Altamente tóxico, o mercúrio é usado por garimpeiros que atuam ilegalmente na Amazônia durante a exploração de ouro, principalmente em territórios indígenas, como a Terra Yanomami. O metal é utilizado para separar o ouro de outros sedimentos e, assim, deixá-lo "limpo".

Depois desse processo, o mercúrio é despejado no ambiente e, sem qualquer cuidado, se acumula nos rios e entra na cadeia alimentar por meio da ingestão de água e peixes.

Como consequência, o mercúrio no organismo pode causar graves problemas de saúde que afetam o sistema nervoso (potencial neurotóxico). O metal líquido fica retido no organismo devido à capacidade de bioacumulação. Além disso, a concentração aumenta em cada nível da cadeia alimentar.

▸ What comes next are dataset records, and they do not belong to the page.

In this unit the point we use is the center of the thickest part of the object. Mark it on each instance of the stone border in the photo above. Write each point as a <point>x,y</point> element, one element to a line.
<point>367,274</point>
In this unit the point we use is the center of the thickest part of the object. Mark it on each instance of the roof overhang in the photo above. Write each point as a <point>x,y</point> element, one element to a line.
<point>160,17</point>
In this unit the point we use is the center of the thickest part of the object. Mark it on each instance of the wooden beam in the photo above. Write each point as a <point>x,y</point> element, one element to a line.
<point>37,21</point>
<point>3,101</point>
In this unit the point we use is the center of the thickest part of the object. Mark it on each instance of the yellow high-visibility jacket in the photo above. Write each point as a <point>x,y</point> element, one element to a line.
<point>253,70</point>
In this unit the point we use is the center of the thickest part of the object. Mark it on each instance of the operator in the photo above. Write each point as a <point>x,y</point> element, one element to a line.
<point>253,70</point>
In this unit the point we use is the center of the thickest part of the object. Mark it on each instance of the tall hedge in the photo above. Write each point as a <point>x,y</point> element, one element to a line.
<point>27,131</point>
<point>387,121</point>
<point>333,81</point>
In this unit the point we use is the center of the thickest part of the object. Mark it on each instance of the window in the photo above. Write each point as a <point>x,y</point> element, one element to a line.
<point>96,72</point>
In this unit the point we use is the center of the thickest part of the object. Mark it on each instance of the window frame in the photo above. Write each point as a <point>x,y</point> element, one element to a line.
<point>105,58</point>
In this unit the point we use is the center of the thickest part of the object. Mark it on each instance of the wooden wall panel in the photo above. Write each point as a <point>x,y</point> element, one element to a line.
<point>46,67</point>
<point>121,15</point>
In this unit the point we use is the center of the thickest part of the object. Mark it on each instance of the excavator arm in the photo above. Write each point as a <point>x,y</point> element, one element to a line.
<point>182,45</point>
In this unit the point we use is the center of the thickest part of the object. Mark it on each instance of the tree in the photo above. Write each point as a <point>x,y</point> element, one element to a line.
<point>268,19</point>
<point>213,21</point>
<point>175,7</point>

Considerando a população de Roraima, o estudo indicou que estão mais vulneráveis à contaminação mulheres em idade fértil, que estariam ingerindo até oito vezes mais mercúrio do que a dose indicada, e crianças de 2 a 4 anos, com até 27 vezes mais do que o recomendado.

“Estamos diante de um problema de saúde pública. Sabemos que a contaminação é mais grave para as mulheres grávidas, já que o feto pode sofrer distúrbios neurológicos, danos aos rins e ao sistema cardiovascular. Já as crianças podem apresentar dificuldades motoras e cognitivas, incluindo problemas na fala e no processo de aprendizagem."

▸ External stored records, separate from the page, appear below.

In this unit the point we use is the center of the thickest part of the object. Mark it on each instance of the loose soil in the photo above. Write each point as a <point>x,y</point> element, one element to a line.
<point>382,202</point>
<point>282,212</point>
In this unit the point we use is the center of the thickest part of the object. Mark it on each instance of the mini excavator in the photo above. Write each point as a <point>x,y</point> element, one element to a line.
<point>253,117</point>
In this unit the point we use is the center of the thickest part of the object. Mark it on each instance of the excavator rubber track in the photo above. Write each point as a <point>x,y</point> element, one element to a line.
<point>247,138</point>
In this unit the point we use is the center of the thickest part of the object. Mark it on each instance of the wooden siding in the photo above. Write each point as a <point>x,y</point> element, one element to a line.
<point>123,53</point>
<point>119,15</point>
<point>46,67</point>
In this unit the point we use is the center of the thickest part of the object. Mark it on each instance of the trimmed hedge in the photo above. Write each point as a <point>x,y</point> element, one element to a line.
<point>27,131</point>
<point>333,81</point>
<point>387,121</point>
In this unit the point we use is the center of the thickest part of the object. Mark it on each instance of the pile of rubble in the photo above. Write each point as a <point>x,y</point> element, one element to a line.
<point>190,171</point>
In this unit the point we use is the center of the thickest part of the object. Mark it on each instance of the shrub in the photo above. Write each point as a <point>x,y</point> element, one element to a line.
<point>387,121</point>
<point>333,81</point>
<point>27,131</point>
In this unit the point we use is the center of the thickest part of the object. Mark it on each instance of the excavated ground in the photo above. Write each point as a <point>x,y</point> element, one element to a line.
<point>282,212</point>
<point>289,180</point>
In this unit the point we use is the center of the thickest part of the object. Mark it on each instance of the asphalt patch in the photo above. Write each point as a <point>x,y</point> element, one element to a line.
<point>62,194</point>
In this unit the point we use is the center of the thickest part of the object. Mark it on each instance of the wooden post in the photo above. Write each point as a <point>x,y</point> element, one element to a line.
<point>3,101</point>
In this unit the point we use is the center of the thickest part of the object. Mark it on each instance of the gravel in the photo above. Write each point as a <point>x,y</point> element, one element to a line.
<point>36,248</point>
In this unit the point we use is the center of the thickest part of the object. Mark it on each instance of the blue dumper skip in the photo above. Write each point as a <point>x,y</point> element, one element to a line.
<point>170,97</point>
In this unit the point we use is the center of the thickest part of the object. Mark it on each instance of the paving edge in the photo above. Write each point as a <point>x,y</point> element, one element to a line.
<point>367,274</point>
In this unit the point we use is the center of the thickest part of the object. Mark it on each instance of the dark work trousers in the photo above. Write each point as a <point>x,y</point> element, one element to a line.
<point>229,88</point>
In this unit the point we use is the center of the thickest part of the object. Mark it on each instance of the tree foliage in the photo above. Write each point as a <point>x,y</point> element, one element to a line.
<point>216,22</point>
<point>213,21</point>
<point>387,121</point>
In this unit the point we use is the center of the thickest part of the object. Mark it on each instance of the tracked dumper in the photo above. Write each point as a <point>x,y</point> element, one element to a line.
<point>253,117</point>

    "De forma geral, os efeitos são perigosos, muitas vezes irreversíveis, os sintomas podem aparecer após meses ou anos seguidos de exposição. É urgente a criação de políticas públicas para atender as pessoas já afetadas pela contaminação por mercúrio e medidas preventivas, de controle de uso”, reforça Basta.